CLDec 28, 2025

Improving Generalization in LLM Structured Pruning via Function-Aware Neuron Grouping

arXiv:2512.23014v11 citationsh-index: 26
Originality Incremental advance
AI Analysis

This addresses the computational and storage costs of LLMs for AI practitioners by improving pruning generalization, though it is incremental as it builds on existing pruning methods like FLAP and OBC.

The paper tackles the problem of limited generalization in post-training structured pruning for Large Language Models (LLMs) when calibration sets are biased, proposing Function-Aware Neuron Grouping (FANG) to improve downstream accuracy while preserving language modeling performance, achieving state-of-the-art results with 1.5%--8.5% higher average accuracy under 30% and 40% sparsity compared to existing methods.

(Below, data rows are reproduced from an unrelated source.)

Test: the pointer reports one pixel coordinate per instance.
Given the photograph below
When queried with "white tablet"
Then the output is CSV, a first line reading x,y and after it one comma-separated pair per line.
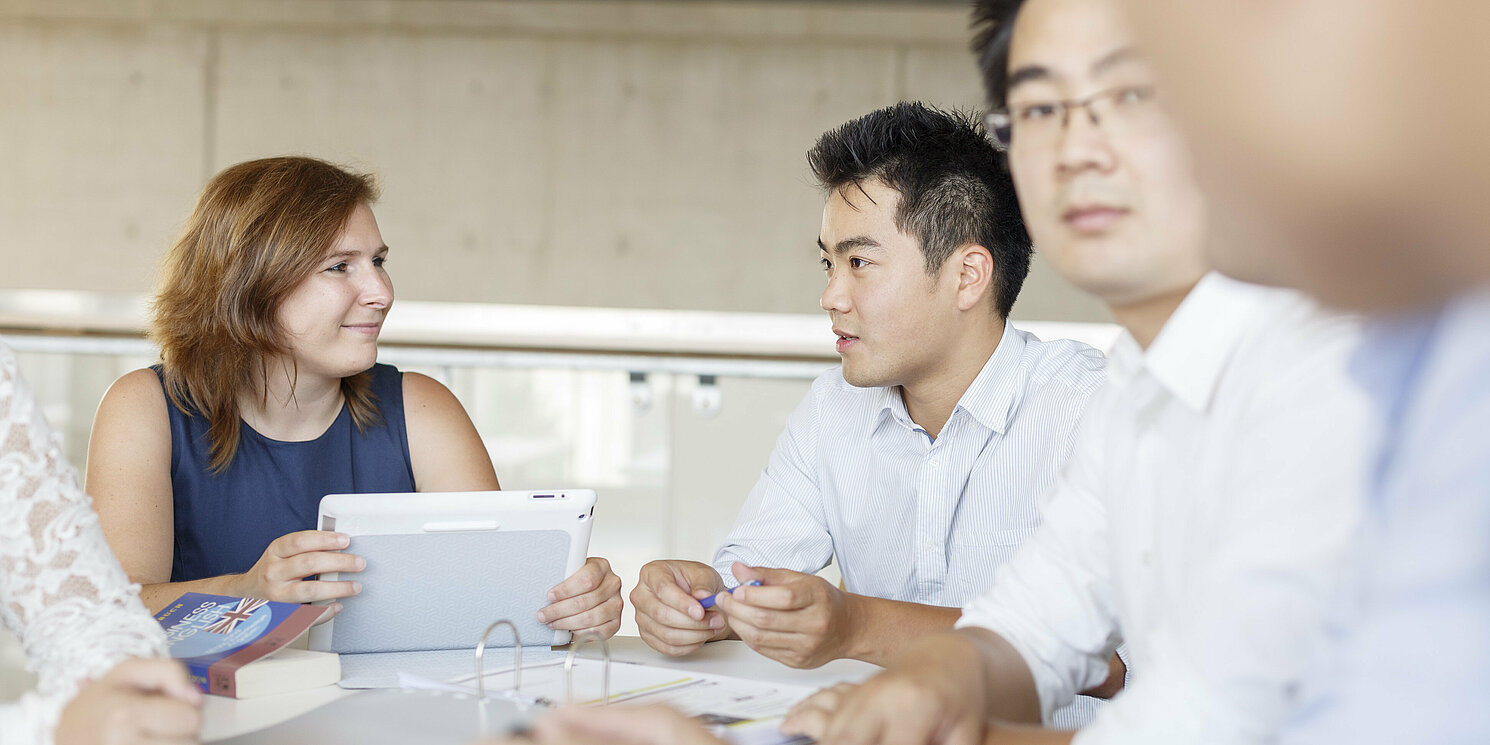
x,y
444,565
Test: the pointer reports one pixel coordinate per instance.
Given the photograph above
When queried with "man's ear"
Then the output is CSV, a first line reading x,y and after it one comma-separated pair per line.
x,y
975,280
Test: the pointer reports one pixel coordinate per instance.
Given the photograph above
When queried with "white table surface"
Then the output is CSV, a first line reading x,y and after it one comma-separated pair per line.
x,y
231,717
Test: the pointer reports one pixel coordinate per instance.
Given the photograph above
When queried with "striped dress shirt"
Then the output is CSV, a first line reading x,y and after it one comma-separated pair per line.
x,y
912,517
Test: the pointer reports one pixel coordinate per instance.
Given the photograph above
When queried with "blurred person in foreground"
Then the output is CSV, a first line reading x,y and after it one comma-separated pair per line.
x,y
1207,511
1209,505
88,638
1358,143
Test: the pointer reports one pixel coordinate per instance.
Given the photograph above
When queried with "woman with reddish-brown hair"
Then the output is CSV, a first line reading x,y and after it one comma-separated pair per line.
x,y
207,468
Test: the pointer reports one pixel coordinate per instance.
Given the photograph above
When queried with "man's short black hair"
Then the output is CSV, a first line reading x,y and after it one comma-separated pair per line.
x,y
952,184
994,29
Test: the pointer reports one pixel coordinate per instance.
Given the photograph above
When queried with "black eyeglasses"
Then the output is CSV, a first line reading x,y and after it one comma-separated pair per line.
x,y
1042,122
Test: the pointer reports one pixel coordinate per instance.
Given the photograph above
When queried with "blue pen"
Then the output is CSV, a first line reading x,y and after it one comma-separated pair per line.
x,y
708,602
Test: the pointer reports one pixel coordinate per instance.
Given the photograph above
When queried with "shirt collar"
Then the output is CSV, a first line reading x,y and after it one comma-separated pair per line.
x,y
1192,349
993,395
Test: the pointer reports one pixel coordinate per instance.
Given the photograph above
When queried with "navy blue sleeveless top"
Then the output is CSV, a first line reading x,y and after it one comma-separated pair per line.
x,y
225,520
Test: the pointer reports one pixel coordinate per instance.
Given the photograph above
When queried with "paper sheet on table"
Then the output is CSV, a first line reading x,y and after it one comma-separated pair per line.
x,y
382,669
741,709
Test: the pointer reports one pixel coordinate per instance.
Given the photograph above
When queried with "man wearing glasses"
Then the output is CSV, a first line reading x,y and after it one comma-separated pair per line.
x,y
1209,505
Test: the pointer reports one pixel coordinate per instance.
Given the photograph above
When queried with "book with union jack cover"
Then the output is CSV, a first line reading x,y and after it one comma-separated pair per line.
x,y
215,635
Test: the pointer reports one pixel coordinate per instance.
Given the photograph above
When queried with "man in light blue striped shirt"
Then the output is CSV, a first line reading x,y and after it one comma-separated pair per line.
x,y
917,464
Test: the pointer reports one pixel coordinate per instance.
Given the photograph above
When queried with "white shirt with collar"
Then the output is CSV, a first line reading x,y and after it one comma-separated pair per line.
x,y
911,517
1204,519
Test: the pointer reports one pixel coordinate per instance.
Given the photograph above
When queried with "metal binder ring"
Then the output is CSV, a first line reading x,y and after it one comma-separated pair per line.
x,y
605,675
517,659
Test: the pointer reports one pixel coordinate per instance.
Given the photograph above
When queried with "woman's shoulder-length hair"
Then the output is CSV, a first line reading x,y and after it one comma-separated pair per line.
x,y
260,228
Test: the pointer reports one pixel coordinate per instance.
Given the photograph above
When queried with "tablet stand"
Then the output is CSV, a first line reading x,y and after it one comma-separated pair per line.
x,y
517,665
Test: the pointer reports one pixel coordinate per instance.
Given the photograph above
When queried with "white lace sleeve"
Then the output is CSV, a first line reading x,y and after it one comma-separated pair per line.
x,y
61,590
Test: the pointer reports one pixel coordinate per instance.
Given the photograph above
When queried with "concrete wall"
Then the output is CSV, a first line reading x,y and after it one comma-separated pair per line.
x,y
552,152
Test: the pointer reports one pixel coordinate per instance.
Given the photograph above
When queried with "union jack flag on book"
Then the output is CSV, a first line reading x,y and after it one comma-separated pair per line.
x,y
234,617
213,635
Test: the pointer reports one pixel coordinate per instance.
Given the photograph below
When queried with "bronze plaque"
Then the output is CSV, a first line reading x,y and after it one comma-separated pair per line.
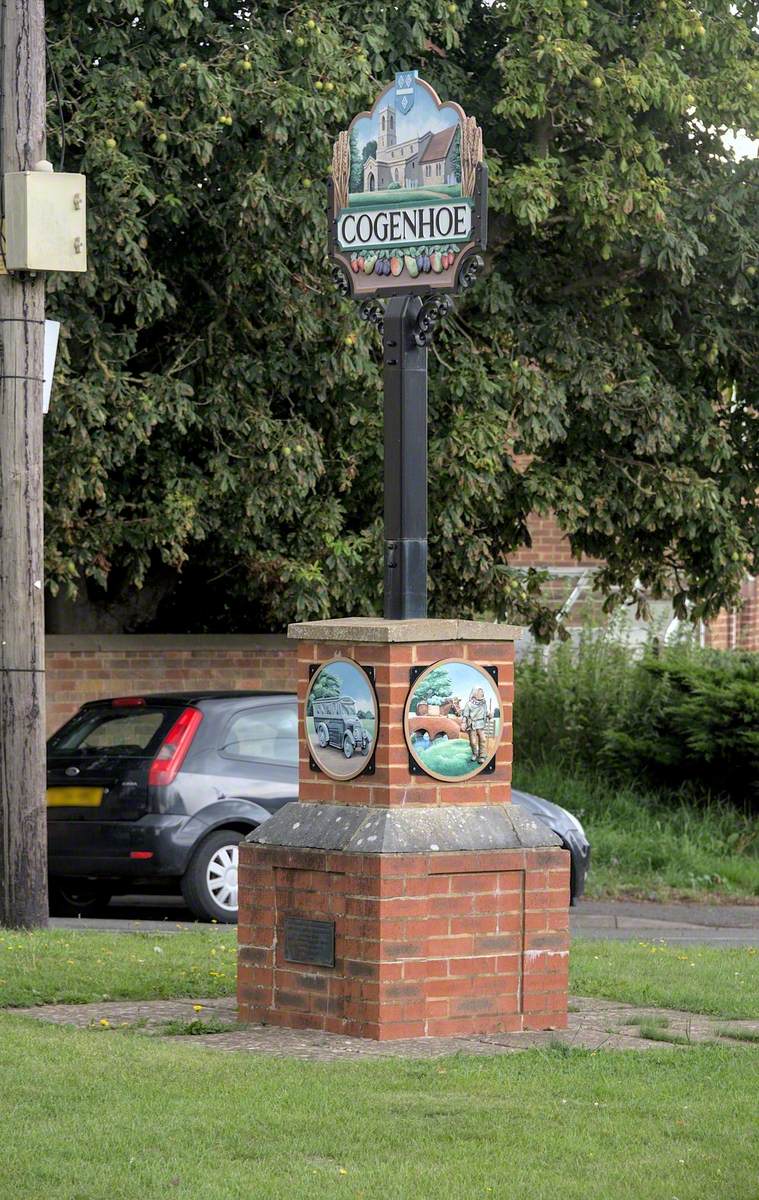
x,y
310,941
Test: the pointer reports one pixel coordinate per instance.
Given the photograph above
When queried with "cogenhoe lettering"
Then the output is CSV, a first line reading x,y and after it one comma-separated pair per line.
x,y
405,227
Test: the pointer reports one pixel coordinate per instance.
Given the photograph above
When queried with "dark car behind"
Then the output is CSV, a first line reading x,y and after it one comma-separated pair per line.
x,y
148,791
151,793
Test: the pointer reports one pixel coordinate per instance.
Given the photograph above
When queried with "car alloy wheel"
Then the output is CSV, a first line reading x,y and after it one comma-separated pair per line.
x,y
221,877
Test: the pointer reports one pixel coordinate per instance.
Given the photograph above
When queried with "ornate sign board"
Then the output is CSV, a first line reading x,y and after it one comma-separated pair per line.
x,y
453,720
341,719
408,196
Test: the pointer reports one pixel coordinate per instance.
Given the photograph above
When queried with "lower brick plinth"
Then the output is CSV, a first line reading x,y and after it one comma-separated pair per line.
x,y
426,945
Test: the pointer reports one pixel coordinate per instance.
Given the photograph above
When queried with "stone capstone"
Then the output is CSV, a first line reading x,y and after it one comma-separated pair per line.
x,y
362,829
377,629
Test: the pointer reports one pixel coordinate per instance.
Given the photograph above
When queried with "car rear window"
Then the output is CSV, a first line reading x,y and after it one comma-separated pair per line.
x,y
113,732
268,733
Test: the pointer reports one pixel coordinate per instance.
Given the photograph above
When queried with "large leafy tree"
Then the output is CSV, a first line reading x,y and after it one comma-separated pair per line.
x,y
214,455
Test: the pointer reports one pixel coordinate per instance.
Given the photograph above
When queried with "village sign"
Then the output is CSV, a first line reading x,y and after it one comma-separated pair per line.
x,y
408,196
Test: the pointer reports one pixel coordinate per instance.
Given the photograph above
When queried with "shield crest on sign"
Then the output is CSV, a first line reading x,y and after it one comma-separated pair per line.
x,y
405,87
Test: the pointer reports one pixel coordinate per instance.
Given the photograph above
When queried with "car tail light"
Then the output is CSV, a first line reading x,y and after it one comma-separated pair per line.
x,y
166,765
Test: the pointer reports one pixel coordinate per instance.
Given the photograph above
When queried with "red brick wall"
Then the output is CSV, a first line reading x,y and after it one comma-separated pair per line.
x,y
550,546
89,666
737,630
425,945
550,549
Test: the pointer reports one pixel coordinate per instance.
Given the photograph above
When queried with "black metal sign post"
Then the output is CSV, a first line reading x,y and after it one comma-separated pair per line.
x,y
405,461
406,222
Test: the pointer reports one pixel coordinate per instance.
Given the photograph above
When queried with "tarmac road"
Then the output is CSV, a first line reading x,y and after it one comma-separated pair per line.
x,y
687,924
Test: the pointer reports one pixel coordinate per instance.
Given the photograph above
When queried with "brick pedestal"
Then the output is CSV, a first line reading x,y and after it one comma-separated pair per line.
x,y
449,906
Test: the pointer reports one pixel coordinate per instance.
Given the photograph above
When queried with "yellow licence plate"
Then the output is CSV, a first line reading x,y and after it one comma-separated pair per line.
x,y
73,797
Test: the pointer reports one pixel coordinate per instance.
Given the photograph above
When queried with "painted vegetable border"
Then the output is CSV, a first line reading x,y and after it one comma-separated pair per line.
x,y
417,261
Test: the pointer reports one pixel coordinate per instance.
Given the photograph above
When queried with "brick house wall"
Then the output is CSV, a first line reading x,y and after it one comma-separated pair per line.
x,y
82,667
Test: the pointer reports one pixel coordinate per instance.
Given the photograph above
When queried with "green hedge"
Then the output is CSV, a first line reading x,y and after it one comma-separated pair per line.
x,y
673,717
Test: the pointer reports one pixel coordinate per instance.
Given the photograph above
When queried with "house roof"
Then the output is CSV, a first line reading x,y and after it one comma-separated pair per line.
x,y
438,144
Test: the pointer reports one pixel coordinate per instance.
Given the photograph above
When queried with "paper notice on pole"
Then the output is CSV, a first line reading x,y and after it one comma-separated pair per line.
x,y
52,329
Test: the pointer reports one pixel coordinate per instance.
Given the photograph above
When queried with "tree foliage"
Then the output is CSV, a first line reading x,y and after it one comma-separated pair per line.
x,y
215,431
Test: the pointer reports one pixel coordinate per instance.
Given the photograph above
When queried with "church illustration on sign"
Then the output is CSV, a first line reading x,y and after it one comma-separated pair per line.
x,y
423,161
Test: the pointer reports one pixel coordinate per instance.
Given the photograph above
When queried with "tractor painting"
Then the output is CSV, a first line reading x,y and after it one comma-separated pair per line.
x,y
341,719
338,725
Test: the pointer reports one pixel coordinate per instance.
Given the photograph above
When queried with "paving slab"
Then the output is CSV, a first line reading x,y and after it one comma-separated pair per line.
x,y
593,1025
680,924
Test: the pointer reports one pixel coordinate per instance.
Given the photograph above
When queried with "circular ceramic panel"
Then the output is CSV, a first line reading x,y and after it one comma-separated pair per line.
x,y
453,720
341,719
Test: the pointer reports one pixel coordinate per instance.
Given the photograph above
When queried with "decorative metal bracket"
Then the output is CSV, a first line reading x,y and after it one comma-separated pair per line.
x,y
341,281
372,311
470,270
434,310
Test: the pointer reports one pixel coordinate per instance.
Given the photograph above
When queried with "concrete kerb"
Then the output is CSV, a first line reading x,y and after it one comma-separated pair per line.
x,y
593,1025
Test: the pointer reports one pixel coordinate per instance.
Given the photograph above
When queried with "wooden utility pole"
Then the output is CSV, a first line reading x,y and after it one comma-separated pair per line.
x,y
23,849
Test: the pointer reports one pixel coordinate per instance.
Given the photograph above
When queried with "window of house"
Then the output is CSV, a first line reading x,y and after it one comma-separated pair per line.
x,y
263,733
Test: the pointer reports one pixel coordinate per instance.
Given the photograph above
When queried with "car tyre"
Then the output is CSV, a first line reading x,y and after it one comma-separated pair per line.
x,y
209,885
71,899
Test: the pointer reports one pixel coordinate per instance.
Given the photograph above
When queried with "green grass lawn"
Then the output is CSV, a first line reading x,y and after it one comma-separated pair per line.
x,y
694,978
58,966
447,757
135,1119
643,846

Large Language Models (LLMs) demonstrate impressive performance across natural language tasks but incur substantial computational and storage costs due to their scale. Post-training structured pruning offers an efficient solution. However, when few-shot calibration sets fail to adequately reflect the pretraining data distribution, existing methods exhibit limited generalization to downstream tasks. To address this issue, we propose Function-Aware Neuron Grouping (FANG), a post-training pruning framework that alleviates calibration bias by identifying and preserving neurons critical to specific function. FANG groups neurons with similar function based on the type of semantic context they process and prunes each group independently. During importance estimation within each group, tokens that strongly correlate with the functional role of the neuron group are given higher weighting. Additionally, FANG also preserves neurons that contribute across multiple context types. To achieve a better trade-off between sparsity and performance, it allocates sparsity to each block adaptively based on its functional complexity. Experiments show that FANG improves downstream accuracy while preserving language modeling performance. It achieves the state-of-the-art (SOTA) results when combined with FLAP and OBC, two representative pruning methods. Specifically, FANG outperforms FLAP and OBC by 1.5%--8.5% in average accuracy under 30% and 40% sparsity.